La BoE est prête à accélérer en novembre
Hier, la Banque d’Angleterre (BoE) a relevé son taux directeur pour la septième fois consécutive. Après des premières interventions plus modestes, c'est la deuxième fois d'affilée que le taux est rehaussé de 50 points de base, de 1,75 % à 2,25 %. Au Royaume-Uni aussi, il faut remonter à avant la crise financière de 2008 pour retrouver un taux directeur aussi élevé.
Contrairement à ce qui s’est passé à la Fed mercredi, la décision de la BoE n’a pas été prise à l'unanimité. Trois des neuf gouverneurs voulaient intervenir de manière plus agressive, avec une hausse de 75 pb, alors que le nouveau venu, Swati Dhingra, préférait se limiter à 25 pb. Contrairement à la BCE et à la Fed, la banque centrale britannique ne disposait pas de nouvelles prévisions de croissance et d’inflation. Ce rapport détaillé n'est prévu qu’en novembre. Ce n'est pas une mauvaise chose en soi, car la BoE sera à ce moment-là en mesure de tenir compte de l’impact des mesures de soutien budgétaires du nouveau gouvernement britannique. Ce dernier a décidé de geler la facture énergétique des ménages et des entreprises et présentera aujourd’hui un budget destiné à financer ces mesures.
Les effets de ces aides joueront un rôle déterminant sur l'évolution des taux de la banque centrale britannique. D’un côté, ces mesures permettront de réduire le pic d’inflation (principale) au Royaume-Uni. Celle-ci ne devrait donc pas atteindre ou dépasser le cap redouté des 13 %, mais elle devrait tout de même afficher un taux légèrement supérieur à 10 % en octobre. D’un autre côté, ce plan de soutien risque d’exercer un effet inflationniste en donnant un coup de pouce au consommateur britannique. Les orientations données pour les prochaines réunions permettent déjà d'y voir un plus clair. Comme la dernière fois, la banque centrale a déclaré qu’elle agirait si nécessaire avec détermination pour lutter contre l’inflation et éviter un dérapage des anticipations d'inflation. Cette fois-ci, elle a également ajouté que les pressions inflationnistes pourraient aussi venir du côté de la demande (en raison du plan de soutien donc) et pas uniquement de l’offre.
Les marchés des taux britanniques ont entendu ce message et tablent désormais sur un relèvement de taux de 75 points de base à la réunion de novembre.

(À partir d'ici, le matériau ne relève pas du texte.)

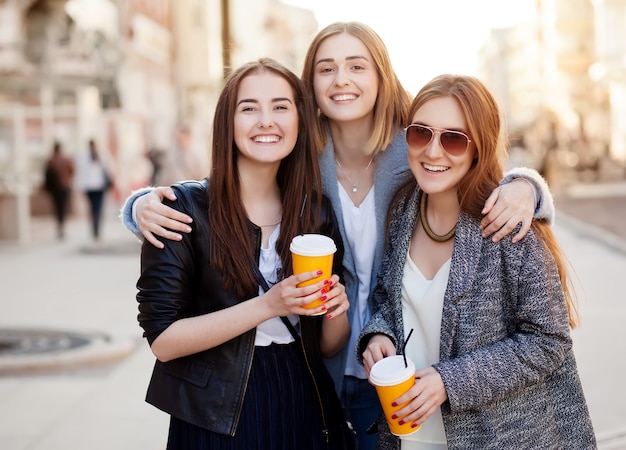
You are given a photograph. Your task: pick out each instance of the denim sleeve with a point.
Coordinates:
(544, 208)
(127, 215)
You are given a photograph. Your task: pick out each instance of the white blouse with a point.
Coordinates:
(272, 330)
(360, 225)
(422, 306)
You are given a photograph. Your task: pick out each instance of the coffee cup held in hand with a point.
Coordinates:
(312, 252)
(392, 379)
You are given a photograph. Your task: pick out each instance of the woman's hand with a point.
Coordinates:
(507, 206)
(155, 218)
(423, 398)
(378, 347)
(287, 298)
(335, 327)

C'est également le scénario privilégié pour décembre. Toutes ce interventions porteraient donc le taux directeur britannique à 3,75 % en fin d'année. Pour fin 2023, le marché des taux table sur 5 %. Reste à savoir si la Banque d’Angleterre ira jusque là. Indépendante, la banque centrale risque, avec sa politique monétaire restrictive , de se heurter au gouvernement britannique. Celui-ci envisagerait même l’introduction d’un objectif de croissance officiel de 2,5 %.
Les taux swaps britanniques ont gagné 8 à 15 points de base hier. Cette fois-ci, la plus forte hausse a eu lieu sur la partie la plus longue de la courbe. Tout d’abord, ce segment de marché intègre de plus en plus l'idée véhiculée de plus en plus ouvertement par les banquiers centraux que les taux directeurs resteront élevés pendant longtemps. En outre, la Banque d’Angleterre a décidé de procéder à des ventes actives dans son portefeuille obligataire. Au cours des 12 prochains mois, elle compte réduire la taille de son bilan de 80 milliards de livres via ces ventes actives, lesquelles s'ajouteront à la diminution naturelle du portefeuille (titres arrivant à échéance). Elle sera la première banque centrale à utiliser cette option dans le cadre de la normalisation de sa politique. La livre sterling a perdu la semaine dernière un important niveau de résistance vis-à-vis du dollar et de l’euro et elle ne parvient pas à le récupérer. Le cours EUR/GBP reste supérieur à 0,8721 et devrait plutôt dépasser 0,90.